No sermão da montanha, você é discípulo ou pecador; fariseu ou hipócrita, não há como fugir das lentes do Cristo, não há caminho mais fácil, nem estrada larga. Tudo é difícil, pois a realidade da própria natureza pecaminosa invade o ser brutalmente sem meias palavras. E isso é uma proposta dada pelo Nazareno, um mundo virado de cabeça pra cima, e isso não é para todos. Pois, nem todos tem a coragem e a vontade de segui-Lo nessas condições.

Ter a identidade revelada requer coragem, pois além do hipócrita, o fariseu que habita no religioso também surge, ele lida com as leis, sabe todos os tis e virgulas, coa mosquitos e engole camelos (Mt23:24),manipula e burla leis para parecer santo. Quando Jesus profere o sermão, ele retira toda proteção religiosa do fariseu, despindo toda concepção do que é ser um seguidor de Cristo, fazendo-o enxergar sua natureza verdadeira — um mero pecador sem esperança.

Mas em meio à brutal realidade do ser, o desespero parece sucumbir o discípulo, quando a desesperança parece inundar a alma abatida, ele encontra, como Alice quando cai no buraco do coelho, o pais das maravilhas. Jesus começa a falar desse lugar especial - O reino dos céus, “onde traça e a ferrugem não consomem”(6.19), onde não há preocupação com o que comer, beber e vestir (6.31), nem com o dia de amanhã (6.34) e descobrimos um Pai que já sabe de tudo que precisamos (6.32). e o principal, o futuro não deve ser temido, pois não é possível mudar um fio branco em preto(5.36), nem acrescentar uma hora sequer à vida (6.27). Tudo isso é esforço inútil para controlar a vida, e aqueles que são filhos do Pai do céu, já aceitaram que estão sob seus cuidados e o que resta é aceitar que “cada dia trará seu próprio mal”(6.34).

Mas para que tudo isso seja atingido, as prioridade devem ser mudadas, o messias requer que seu Reino seja buscado, como explica Ratzinger:

Penso que o importante é: primeiro, o reino de Deus. Esta deve ser a preocupação essencial que estruture a partir de dentro, a partir do reino de Deus, as demais preocupações. Como é natural, não é que simplesmente nos nasçam asas. Preocupamo-nos pelo dia seguinte, de que o mundo continue a progredir, etc. Mas essas preocupações tornam-se mais leves quando se subordinam à primeira. E vice-versa.[4]

Prioridades mudadas para que se possa entrar nesse reino fantástico, somente assim é possível viver o cuidado do Pai que retira a ansiedade pela vida diária, não uma alienação pela vida comum, mas sim, cada coisa no seu devido lugar, ordenadas a partir da busca pelo Reino e sua justiça.

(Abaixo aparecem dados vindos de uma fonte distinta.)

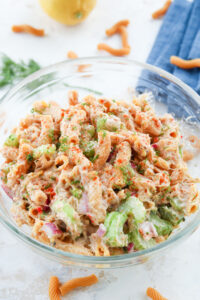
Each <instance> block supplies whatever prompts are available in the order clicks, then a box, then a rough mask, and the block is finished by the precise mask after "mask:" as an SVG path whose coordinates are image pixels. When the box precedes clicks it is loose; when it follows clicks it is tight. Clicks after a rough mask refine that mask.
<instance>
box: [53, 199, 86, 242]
mask: <svg viewBox="0 0 200 300" xmlns="http://www.w3.org/2000/svg"><path fill="white" fill-rule="evenodd" d="M51 209H52V211H54V212H55V214H56V216H57V218H59V219H60V220H62V221H63V222H64V223H65V224H66V226H67V228H68V230H69V231H70V232H71V234H72V237H73V236H75V237H78V236H80V234H81V233H82V223H81V220H80V217H79V215H78V213H77V212H76V211H75V209H74V208H73V207H72V206H71V205H70V204H69V203H66V202H65V201H63V200H56V201H55V202H54V203H53V205H52V206H51Z"/></svg>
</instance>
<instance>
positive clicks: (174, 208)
mask: <svg viewBox="0 0 200 300" xmlns="http://www.w3.org/2000/svg"><path fill="white" fill-rule="evenodd" d="M170 204H171V206H172V207H173V208H174V209H175V210H178V211H183V209H184V208H185V203H184V202H183V201H181V200H180V199H178V198H171V199H170Z"/></svg>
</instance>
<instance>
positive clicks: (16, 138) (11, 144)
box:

O que parece ser um Pais das Maravilhas, ainda não é realidade para o discípulo que luta contra sua natureza pecaminosa e o mundo decaído, a tensão entre a plenitude do reino e seus sofrimentos terrenos, faz com que Cristo insista nas advertências contra certos fariseus e hipócritas que tentarão enganar e roubar Sua identidade, proclamando uma mensagem mentirosa, com muitas facilidades. Eles são falsos profetas e falsos discípulos. Lobos em pele de ovelhas (7.15),que pela aparência de piedade, somente serão identificados por seus frutos. São suas obras que refletirão de quem são filhos, são elas que demonstrarão quem é quem, e não seu ensino ou discurso eloquente (7.22).

Qual a forma segura para descobrir quem é discípulo e quem é somente um falso discípulo?

Jesus responde essa questão com uma parábola, a casa construída na areia e a construída na rocha. Sua parábola se inicia com a constatação: “quem ouve minhas palavras e a pratica é como um homem prudente…”(7.24), prudente é (phronimos),sendo aquele que “age virtuosamente e prescreve ações corretas para os outros. Como tal, a aptidão moral é a sabedoria prática e não a sabedoria teórica”[5]. O prudente é o que põe em prática todos os ensinamentos de Cristo, e não somente se aplica aos pormenores da lei, sem coloca-las em ação. E a prova de quem pratica ou não a palavra de Cristo é quando os dias maus ocorrem. Somente no momento em que as coisas não vão como se esperava que acontecessem é que é possível saber quem é verdadeiramente discípulo ou não. E sendo a vida construída sobre falsos ensinamentos seu resultado e por fim, sua constatação é: “grande foi sua queda” (7.27).

O sermão ensina que para ser um seguidor de Cristo é necessário entregar-se totalmente ao seu Senhor, e dEle obter forças para encarar de frente suas mazelas e saber que ele tem cuidado de nós na difícil jornada de ser um seguidor do Messias. Afastar a hipocrisia que grita para olharmos o cisco dos olhos do nosso irmão e não retirar a trave que está no nosso (7.3). Somente assim é possível viver na tensão de leis que esmagam o ego, e nos fazem quase desistir da jornada e receber o alivio de saber que Ele já cumpriu tudo, e tem cuidado de nós. Sem cair no relativismo barato ou uma fé superficial e hipócrita.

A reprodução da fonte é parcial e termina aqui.